According to the method, 3 models which are most suitable for detecting CPU occupation, memory leakage and network delay are automatically selected from 8 abnormal detection models through a pre-training mechanism, and the 3 models are cascaded, so that the purpose of fault diagnosis of observed data is achieved. In addition, the purpose of locating the fault service is achieved by capturing the abnormal mode of the fault data and combining the abnormal mode with the root cause locating method.
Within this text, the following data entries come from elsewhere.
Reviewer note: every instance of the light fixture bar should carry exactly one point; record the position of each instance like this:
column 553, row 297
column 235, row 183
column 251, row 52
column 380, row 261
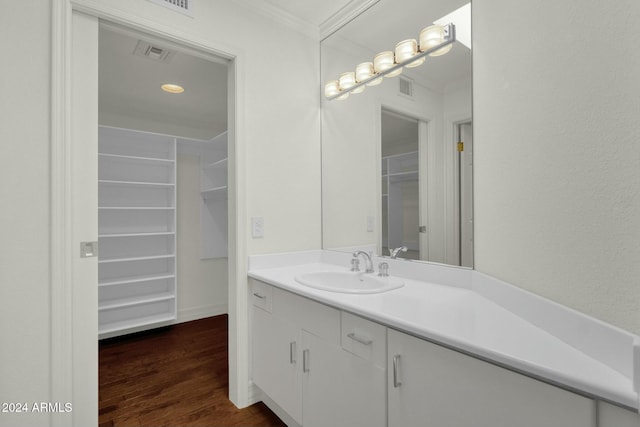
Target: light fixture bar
column 449, row 38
Meanwhile, by comparing the fault diagnosis and root cause positioning performance with the existing method on 5 real micro-service data sets, the method is proved to be capable of realizing higher fault diagnosis and root cause positioning; the method and the system realize the diagnosis of system faults in huge data in a micro-service architecture and complex dependency relations of each service, and locate the root cause of the faults.
The working principle of the fault diagnosis and root cause positioning method of the micro service system is as follows:
in the description of the present working principle, x= 8,x =3
Training and optimizing 8 abnormal detection models by a training data set; and 3 models with the best abnormality detection effect are automatically selected from the 8 optimized abnormality detection models by sampling data to serve as cascading models for fault diagnosis. In the training optimization of the anomaly detection model, three models with the best effect of detecting three faults are obtained respectively. The data generated during normal operation of the CPU, the latency and the memory in the training data are respectively extracted and put into the corresponding models, and the models are trained, so that the three models can fully learn the characteristics of the CPU, the latency and the memory during normal operation. And determining the diagnosis sequence of the faults by using the F1 value when the model is selected. The F1 value of each model is used as the diagnosis sequence in the order from the big to the small.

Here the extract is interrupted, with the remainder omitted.